East Multnomah Soil & Water Conservation District

Measure No. 26-71

East Multnomah Soil and Water Conservation District Permanent Rate Limit

QUESTION: Shall the District be authorized to have a permanent rate limit of $0.10 per $1,000 assessed value beginning FY 2005-2006?

SUMMARY: This permanent rate limit will enable the East Multnomah Soil and Water Conservation District to provide education and technical assistance to urban and rural residents, farmers, businesses, municipalities, and others to meet rising legal and public expectations for healthy and sustainable land management. The District does not make or enforce regulations.

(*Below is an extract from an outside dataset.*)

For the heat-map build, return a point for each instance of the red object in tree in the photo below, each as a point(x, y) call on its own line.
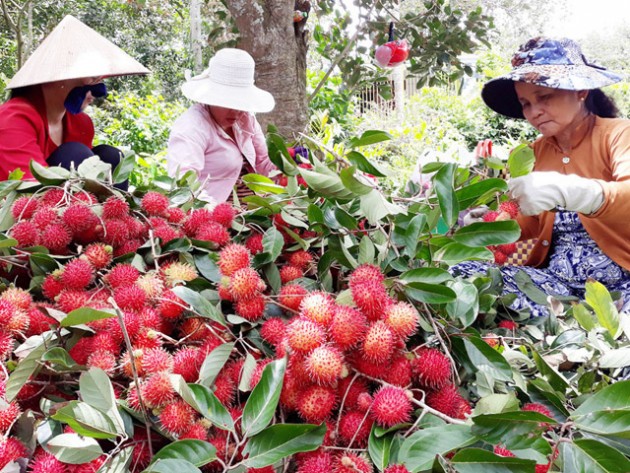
point(392, 53)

The permanent rate limit will support current District programs including Naturescaping for Clean Rivers, conservation technical assistance, help for landowners navigating regulations, and cost-share funding for conservation projects. The District may purchase conservation easements in ecologically sensitive areas, provide youth education, make capital expenditures, and develop new programs to improve the quality of our streams and natural habitat for fish, wildlife, and people.

This measure establishes a permanent rate limit of $.10 per $1,000 of assessed value. It will cost the owner of a property valued at $200,000 a maximum of $20.00 per year and yield an estimated $2,862,200 to the District. The District may levy a lower rate. This permanent rate is an upper limit that by law can never be raised.


Submitted by:
East Multnomah Soil & Water Conservation District Board

No arguments AGAINST this measure were filed

Measure No. 26-71 | East Multnomah Soil & Water Conservation District

We all benefit from clean air and clean water. If our streams are to provide healthy drinking water for people and good habitat for salmon, however, some of us — farmers, loggers, builders — must disproportionately learn new land management practices — and pay the costs.

Measure 37 seeks to remedy that imbalance by effectively doing away with many land use regulations, some of which are necessary to make our communities great places to live.

Measure 26-71 offers a better way to balance the rights of landowners and their responsibility to cooperate in improving the environment we all share. Instead of lowering standards, it helps gardeners, farmers, landscapers, builders and others meet our rising public and legal expectations for water quality and wildlife habitat through the East Multnomah Soil and Water Conservation District.

Conservation Districts were created in response to the Dust Bowl of the 1930s to help farmers prevent their soil from blowing and eroding away. To overcome the distrust of government that was then widespread — as it is now — these Districts did not create or enforce regulations, but instead provided education, technical assistance, and sometimes financial help to farmers. They earned trust by including farmers on their boards. They are one case where government by, for, and of the people really was there to help.

The ecological challenges we face today in Multnomah County are different, but our Conservation District is still a particularly good way to help people, both urban and rural residents, improve our shared environment. Our programs, such at Naturescaping for Clean Rivers, are now especially important because the Clean Water Act, the Endangered Specie’s, and other regulations demand more of land managers. At the same time, other services, such as OSU Extension, have been cut or eliminated. If you believe we all share the responsibility to leave future generations a healthy and sustainable environment, vote YES on Measure 26-71. Your dime per mil can make a difference.

VOTE YES 26-71!

(This information furnished by Xander Patterson, Save Our Streams)

The printing of this argument does not constitute an endorsement by Multnomah County, nor does the county warrant the accuracy or truth of any statements made in the argument.